Add to that notes to be written, reports to be done, a house that is ready to walk as my mother used to say (“look at this place! It’s a mess! It’s ready to walk!”) and…puppies! and I am a bit overwhelmed.

That means I have adopted my ‘triage’ system. I sat down and did the three-hour training. It was seriously bothering me and it was something I could do something about. It was also due in 10 days. After that was down, I got home and, between bouts of puppy wrangling, started on a few household chores. Having a clean bathroom and a scrubbed kitchen floor does help to make one feel more in charge (even though she is not!)

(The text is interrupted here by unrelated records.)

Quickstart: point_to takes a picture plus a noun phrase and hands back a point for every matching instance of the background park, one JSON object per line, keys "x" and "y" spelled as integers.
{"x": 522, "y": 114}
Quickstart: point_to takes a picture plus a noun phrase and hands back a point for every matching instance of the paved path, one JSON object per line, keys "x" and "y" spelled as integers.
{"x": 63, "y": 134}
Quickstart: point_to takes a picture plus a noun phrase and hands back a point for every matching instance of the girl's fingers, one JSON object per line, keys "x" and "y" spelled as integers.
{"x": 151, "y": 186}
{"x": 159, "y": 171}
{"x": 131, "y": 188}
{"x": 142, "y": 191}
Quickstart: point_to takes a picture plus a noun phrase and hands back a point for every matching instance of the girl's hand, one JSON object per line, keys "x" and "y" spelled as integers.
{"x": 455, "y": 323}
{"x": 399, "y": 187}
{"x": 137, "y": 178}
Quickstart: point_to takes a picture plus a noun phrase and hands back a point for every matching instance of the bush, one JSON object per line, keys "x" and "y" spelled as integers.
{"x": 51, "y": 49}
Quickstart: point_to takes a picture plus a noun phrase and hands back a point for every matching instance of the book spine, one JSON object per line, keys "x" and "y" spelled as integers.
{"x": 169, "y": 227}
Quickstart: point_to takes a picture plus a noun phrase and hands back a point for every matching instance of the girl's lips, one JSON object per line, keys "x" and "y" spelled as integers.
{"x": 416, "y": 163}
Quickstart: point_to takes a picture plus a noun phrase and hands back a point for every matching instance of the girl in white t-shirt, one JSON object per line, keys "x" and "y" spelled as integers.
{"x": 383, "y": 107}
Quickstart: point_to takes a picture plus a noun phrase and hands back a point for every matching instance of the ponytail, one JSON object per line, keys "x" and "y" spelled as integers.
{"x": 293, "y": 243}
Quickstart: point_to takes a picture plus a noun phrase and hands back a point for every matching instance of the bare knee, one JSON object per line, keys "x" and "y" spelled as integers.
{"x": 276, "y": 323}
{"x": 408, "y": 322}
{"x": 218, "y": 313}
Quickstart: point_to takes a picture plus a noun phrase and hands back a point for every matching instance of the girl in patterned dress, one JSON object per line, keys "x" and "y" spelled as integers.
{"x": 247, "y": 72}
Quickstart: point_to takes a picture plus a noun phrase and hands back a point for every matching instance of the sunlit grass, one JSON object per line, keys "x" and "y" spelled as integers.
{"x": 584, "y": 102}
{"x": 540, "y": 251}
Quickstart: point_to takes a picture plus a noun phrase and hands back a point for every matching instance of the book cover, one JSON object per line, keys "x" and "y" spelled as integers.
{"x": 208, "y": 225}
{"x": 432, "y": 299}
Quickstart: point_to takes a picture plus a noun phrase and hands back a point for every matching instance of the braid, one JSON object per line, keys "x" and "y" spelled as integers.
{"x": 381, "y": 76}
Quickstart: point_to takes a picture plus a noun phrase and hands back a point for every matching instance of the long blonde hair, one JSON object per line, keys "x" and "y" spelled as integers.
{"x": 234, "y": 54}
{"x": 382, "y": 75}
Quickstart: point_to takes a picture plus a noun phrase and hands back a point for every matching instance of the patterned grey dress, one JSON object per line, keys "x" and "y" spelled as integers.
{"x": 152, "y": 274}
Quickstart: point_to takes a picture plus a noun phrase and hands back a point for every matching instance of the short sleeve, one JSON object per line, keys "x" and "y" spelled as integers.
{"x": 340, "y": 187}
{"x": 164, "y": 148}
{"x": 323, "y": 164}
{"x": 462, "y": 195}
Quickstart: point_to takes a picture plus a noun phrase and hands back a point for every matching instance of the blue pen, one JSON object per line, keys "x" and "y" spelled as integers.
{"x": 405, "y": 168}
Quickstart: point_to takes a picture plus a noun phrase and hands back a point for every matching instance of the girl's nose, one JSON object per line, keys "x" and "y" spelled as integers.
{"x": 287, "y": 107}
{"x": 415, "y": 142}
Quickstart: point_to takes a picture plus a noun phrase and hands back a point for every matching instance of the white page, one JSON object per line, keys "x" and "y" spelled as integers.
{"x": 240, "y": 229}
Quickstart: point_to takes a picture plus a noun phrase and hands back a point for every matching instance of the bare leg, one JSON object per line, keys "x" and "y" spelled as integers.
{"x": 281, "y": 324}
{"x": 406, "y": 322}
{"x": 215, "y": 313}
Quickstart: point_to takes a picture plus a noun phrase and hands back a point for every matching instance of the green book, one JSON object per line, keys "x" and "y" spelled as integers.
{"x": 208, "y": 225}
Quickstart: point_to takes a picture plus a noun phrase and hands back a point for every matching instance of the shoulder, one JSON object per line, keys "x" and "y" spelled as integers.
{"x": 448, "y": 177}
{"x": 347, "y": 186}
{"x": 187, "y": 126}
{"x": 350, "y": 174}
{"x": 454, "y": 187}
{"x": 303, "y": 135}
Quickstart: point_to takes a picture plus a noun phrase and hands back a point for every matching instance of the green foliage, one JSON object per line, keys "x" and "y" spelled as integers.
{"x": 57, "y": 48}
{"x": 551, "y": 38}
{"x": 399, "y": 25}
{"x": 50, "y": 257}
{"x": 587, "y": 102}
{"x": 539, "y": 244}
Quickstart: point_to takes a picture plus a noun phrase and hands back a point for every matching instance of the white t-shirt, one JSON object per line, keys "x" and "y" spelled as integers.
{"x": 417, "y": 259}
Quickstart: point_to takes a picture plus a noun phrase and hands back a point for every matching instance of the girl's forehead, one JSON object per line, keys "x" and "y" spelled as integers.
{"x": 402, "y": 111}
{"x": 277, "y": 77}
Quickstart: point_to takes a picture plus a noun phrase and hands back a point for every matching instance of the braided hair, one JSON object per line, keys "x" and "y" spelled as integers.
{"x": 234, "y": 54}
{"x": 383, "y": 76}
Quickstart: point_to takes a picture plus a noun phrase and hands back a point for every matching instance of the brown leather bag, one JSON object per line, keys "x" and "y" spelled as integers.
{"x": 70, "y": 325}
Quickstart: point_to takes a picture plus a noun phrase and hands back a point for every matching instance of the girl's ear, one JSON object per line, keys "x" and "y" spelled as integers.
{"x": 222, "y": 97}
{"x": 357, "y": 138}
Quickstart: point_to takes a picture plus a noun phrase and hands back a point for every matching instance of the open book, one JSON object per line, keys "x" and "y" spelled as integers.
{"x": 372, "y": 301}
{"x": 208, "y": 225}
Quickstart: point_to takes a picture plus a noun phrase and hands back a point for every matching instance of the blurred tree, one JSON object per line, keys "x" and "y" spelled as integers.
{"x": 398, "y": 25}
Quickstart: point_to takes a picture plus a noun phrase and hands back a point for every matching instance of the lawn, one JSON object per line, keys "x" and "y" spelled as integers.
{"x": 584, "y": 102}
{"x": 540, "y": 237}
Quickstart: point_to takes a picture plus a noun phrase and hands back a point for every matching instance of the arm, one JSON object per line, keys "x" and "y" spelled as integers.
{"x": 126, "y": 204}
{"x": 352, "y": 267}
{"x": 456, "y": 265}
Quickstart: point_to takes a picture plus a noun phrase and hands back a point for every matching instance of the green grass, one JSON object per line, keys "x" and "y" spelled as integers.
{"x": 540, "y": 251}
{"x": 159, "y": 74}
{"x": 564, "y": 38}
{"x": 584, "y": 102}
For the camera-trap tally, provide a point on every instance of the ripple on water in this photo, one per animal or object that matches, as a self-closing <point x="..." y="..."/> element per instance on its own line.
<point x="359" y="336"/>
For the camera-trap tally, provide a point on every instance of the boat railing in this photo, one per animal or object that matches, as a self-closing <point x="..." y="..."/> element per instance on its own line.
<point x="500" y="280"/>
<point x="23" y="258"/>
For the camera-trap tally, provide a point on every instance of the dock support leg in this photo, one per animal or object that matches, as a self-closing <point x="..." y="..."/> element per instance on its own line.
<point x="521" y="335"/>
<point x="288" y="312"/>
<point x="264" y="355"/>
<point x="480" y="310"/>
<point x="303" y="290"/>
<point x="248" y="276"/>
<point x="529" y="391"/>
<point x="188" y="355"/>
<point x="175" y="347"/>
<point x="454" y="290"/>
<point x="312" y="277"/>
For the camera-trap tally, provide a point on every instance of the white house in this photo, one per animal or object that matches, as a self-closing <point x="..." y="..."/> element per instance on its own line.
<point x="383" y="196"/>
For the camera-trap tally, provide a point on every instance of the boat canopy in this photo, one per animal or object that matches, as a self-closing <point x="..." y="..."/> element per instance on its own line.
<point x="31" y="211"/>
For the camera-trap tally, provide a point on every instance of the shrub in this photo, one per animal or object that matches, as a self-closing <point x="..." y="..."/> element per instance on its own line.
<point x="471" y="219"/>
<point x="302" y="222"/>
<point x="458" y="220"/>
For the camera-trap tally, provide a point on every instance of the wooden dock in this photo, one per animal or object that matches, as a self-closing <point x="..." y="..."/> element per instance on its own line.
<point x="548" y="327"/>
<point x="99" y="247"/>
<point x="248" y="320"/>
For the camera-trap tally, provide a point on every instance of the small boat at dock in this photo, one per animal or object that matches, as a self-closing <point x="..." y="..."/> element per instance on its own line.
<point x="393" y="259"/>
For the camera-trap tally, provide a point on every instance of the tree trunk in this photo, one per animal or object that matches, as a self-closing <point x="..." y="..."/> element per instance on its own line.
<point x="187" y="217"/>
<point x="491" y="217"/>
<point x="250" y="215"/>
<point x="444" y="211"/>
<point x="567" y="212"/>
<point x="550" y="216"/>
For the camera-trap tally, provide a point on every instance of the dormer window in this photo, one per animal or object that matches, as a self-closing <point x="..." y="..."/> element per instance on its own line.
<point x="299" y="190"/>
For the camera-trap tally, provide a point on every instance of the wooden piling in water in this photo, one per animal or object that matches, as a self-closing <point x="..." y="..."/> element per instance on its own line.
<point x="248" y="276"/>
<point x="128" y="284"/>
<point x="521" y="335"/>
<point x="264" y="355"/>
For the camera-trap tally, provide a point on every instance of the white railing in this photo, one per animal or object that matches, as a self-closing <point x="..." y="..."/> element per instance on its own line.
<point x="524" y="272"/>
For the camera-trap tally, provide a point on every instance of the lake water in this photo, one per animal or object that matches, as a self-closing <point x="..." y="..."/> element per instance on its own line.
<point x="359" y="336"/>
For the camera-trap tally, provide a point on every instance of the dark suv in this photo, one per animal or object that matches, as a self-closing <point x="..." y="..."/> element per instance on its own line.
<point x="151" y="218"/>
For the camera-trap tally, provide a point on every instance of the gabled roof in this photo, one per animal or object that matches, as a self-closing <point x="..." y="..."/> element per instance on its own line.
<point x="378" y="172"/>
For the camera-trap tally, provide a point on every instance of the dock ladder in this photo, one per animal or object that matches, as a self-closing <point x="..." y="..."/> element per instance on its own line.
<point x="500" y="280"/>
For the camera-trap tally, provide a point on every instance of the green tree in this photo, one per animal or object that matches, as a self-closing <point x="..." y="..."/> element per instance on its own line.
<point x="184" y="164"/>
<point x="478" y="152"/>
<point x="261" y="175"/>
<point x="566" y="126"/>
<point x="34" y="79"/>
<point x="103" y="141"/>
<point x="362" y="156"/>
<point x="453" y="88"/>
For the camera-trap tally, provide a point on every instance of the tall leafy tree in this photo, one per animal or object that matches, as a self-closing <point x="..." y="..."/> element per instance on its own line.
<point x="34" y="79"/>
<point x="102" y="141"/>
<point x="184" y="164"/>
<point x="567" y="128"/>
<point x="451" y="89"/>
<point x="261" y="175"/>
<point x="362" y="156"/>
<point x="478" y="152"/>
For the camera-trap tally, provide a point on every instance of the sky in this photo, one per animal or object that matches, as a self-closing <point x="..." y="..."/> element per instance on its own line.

Of course we know who is truly in charge: two little puppy princesses. Things were a little rougher the last three days because Daddy was manning the fort alone while Mommy was at work. He had them outside a lot, in self defense, supervising as they terrorized the front yard. That meant they were asleep by 5 and up at all hours of the night. That was my job. They have also learned to ascend the stairs and are working on descending. In other words: vigilance and baby gates have become our watch words.

My husband fed them. A little bit later, my kitchen towel made its appearance in the living room. To quote my husband: a prize with every meal!

More in a bit. Gotta get changed. I am not thinking a kitty motif blanket sleeper, striped slippers and ski pants is such a great look for the day. A bit more later.